Promote excellence. The Left has declared war on educational excellence in the name of “equity.” Progressives are attacking advanced math instruction, gifted programs, graduation requirements, merit-based admission to magnet high schools, standardized tests, and even the use of letter grades in K–12. But the public believes in merit. Ninety percent of adults think grades are important, and three in four Republicans and Democrats say tests such as the SAT and the ACT should factor into college admissions. 

 

It’s time to insist that admissions to public colleges and magnet schools be based on merit; to both defend gifted programs and ensure that their admissions processes are fair and inclusive; and to expand access to advanced instruction by having states contract with virtual schools to ensure that all students (no matter what school they attend) have such opportunities. Meanwhile, easing teacher-certification requirements and allowing more flexibility in pay can make it easier to attract qualified teachers in math and science. 

 

Bust the college cartel. Concerns about college costs are bipartisan. And, with the Biden administration considering a move to make taxpayers assume hundreds of billions of dollars in student-loan debt, even those who didn’t go to college are newly conscious of the economic consequences of tuition costs driven by bloated campus bureaucracies and their out-of-control outlays. All of this, of course, is propped up by employers who treat college degrees as an all-purpose hiring credential, a state of affairs fueled by legal restrictions on the use of more tailored hiring tests. For instance, employers can be reluctant to give tests in which applicants complete job-related tasks because there’s legal vulnerability if the applicant alleges the test is biased. (Indeed, the courts have even ruled against strength tests for delivery jobs because they give an advantage to men.) There’s a need for measures that allow more employers to use cheap, easy, job-specific hiring criteria without fear of legal peril. Meanwhile, the college cartel has long been subsidized by policies that encourage reliance on college degrees as a hiring shortcut, even when those credentials bear little obvious relationship to the work.

 

State officials should follow the lead of Maryland governor Larry Hogan and direct state agencies to hire on the basis of expertise and experience, not degrees. State leaders should turbocharge career and technical education (as with the new Fast Forward program in Louisiana) and increase the number of apprenticeships, so that college doesn’t seem like the only route to remunerative employment.
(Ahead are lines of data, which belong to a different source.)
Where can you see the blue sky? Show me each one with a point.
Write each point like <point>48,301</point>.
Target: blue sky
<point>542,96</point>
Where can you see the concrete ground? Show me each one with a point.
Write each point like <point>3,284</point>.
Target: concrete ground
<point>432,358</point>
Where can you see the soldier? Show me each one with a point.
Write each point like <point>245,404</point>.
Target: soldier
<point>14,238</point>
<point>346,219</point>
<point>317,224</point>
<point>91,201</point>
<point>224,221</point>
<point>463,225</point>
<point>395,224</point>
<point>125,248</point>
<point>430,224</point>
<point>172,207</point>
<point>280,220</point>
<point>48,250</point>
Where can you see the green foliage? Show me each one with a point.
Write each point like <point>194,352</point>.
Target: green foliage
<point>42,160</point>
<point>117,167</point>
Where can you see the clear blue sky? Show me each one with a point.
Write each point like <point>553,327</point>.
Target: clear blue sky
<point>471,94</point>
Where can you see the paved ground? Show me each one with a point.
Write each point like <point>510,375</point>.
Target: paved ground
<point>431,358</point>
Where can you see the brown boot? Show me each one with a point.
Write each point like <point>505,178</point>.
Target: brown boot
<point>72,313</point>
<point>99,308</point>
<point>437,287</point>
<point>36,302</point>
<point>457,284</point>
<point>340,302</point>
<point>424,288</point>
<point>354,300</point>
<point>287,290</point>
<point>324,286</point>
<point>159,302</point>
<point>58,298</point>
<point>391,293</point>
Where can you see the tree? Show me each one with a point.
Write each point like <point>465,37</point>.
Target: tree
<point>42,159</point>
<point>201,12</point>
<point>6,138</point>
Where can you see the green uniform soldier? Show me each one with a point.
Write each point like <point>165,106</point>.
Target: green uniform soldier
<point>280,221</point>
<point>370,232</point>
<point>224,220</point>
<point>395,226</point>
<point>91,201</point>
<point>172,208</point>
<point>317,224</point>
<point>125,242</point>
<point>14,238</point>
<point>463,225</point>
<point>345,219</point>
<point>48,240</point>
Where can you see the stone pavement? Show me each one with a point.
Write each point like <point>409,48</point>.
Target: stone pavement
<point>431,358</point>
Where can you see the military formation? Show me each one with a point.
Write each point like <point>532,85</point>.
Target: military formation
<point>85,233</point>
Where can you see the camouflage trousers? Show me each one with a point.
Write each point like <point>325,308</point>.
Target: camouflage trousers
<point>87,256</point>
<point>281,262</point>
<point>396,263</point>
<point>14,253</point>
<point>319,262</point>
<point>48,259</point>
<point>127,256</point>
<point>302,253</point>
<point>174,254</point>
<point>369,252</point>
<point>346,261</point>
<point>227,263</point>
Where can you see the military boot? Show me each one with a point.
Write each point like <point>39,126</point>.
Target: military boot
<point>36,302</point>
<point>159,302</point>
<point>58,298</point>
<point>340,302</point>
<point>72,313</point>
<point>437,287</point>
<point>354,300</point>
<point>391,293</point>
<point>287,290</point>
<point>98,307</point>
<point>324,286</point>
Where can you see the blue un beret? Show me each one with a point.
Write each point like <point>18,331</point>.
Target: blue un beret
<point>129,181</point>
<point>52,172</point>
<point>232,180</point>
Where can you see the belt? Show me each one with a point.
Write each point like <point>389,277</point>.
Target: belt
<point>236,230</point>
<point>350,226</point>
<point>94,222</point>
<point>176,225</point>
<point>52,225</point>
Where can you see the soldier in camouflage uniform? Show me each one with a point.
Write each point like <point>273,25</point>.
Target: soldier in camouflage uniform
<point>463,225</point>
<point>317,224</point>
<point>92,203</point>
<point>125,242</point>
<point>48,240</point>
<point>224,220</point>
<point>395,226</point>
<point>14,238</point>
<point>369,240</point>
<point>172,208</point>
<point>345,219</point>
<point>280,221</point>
And public colleges should make an accelerated, three-year degree a standard option, while federal lawmakers should ensure that such programs are eligible for federal funds. 

 

This list is just a start, of course. There are plenty of other areas — from school safety to college accreditation to teacher pay to child care — where a hobbled Left has given conservatives the opportunity to lead. We’ve published a few dozen such proposals at the American Enterprise Institute’s Conservative Education Reform Network. While the particulars will vary from place to place, this kind of agenda enables the Right to promote core values and offer a raft of practical solutions that align with majority — and frequently supermajority — sentiment. Whether or not the Democrats continue their freefall as the pandemic recedes, the Right can tip the scales on education this fall and beyond.